The invention discloses a prediction method of N6 methyl adenosine (m 6A) locus in a trans-tissue/species RNA sequence, which comprises the following steps: obtaining a positive sample sequence and an equivalent negative sample sequence across a species/tissue; performing motif mining by using a STREME method; feature encoding is performed by using an ELMo method inspired from NLP; constructing a prediction model, and inputting data to obtain a preliminary prediction result; parameters in the trained prediction model are adjusted, and the trained prediction model is optimized; performing an interpretive analysis on the model by using an IG method; predictive models were evaluated using 5-fold cross-validation and independent testing. The method uses ELMo to perform feature coding, does not need to use biological priori knowledge, and utilizes a depth network to excavate deep information of the sequence, thereby improving the accuracy of predicting m6A modification sites.

Description

Prediction method of N6 methyl adenosine locus in trans-tissue/species RNA
Technical Field
The invention relates to the technical field of modification site prediction of sequence analysis in bioinformatics, in particular to a method for predicting a DNA replication origin in saccharomyces cerevisiae.
Background
RNA modification is used as a key posttranscriptional regulator of gene expression, and affects various biological processes of eukaryotes. N6 methyl adenosine (m 6A), the most abundant and important post-transcriptional modified RNA, plays a wide and important role in various biological processes, such as splice regulation, mRNA stability, translation efficiency and epigenetic regulation. More and more studies report that m6A methylation is involved in and affects the pathogenesis of a variety of diseases. Therefore, it is of great importance to explore new strategies for disease treatment based on m6A RNA methylation.

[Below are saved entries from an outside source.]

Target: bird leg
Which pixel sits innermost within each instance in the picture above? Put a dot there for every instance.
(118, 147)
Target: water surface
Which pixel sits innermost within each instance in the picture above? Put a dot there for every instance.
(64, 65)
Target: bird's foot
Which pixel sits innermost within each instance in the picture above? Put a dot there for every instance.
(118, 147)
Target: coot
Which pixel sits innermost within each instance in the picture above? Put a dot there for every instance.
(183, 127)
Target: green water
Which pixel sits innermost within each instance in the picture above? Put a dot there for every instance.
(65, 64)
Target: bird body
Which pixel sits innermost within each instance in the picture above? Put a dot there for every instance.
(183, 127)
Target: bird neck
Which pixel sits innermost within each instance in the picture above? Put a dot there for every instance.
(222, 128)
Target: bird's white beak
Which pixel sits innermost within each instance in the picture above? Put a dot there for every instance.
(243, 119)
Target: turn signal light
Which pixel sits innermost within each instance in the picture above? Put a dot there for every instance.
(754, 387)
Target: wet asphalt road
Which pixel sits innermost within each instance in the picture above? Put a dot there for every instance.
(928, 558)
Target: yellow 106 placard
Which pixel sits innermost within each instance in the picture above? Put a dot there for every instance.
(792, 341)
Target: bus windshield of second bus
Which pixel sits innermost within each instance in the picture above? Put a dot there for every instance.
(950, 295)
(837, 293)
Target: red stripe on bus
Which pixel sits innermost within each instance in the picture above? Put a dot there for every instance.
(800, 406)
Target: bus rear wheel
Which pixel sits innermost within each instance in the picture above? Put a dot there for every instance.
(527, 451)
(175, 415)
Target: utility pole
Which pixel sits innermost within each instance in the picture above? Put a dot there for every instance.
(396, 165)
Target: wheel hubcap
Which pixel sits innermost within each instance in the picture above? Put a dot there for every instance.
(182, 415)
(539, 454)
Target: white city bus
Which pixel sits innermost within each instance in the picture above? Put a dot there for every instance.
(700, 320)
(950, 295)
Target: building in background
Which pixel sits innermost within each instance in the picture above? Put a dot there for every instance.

High throughput sequencing techniques greatly facilitate the study of m6A modification sites, however, they are still time consuming and expensive. Therefore, there is a need to develop more efficient computational methods or tools to supplement wet laboratory experiments. In recent years, machine learning has been widely used to solve the correction site prediction problem. In 2020, dao et al accurately predicted the m6A site by extracting features from the RNA sequence based on biological prior knowledge using a machine learning algorithm, i.e., a Support Vector Machine (SVM). In 2019, feng et al combined the physicochemical properties of the nucleotides, improving the performance of predicting the m6A site. Huang et al integrated multiple sequence coding schemes and machine learning algorithms through different integration strategies in 2018. Due to the continuous accumulation of m6A sites, deep learning methods are emerging. Various methods prove that the deep learning can be used for predicting m6A sites of different species, and has good performance.
Disclosure of Invention
The invention aims to solve the problem of the existing prediction accuracy of N6-methyl adenosine (m 6A) locus, and provides a predictor embedded based on a context language, which is used for detecting the m6A locus of RNA. The prediction method can predict m6A modification sites across species and tissues, does not need to utilize biological priori knowledge in feature coding, reduces calculation time, builds an optimal classification model, and improves accuracy of predicting m6A sites.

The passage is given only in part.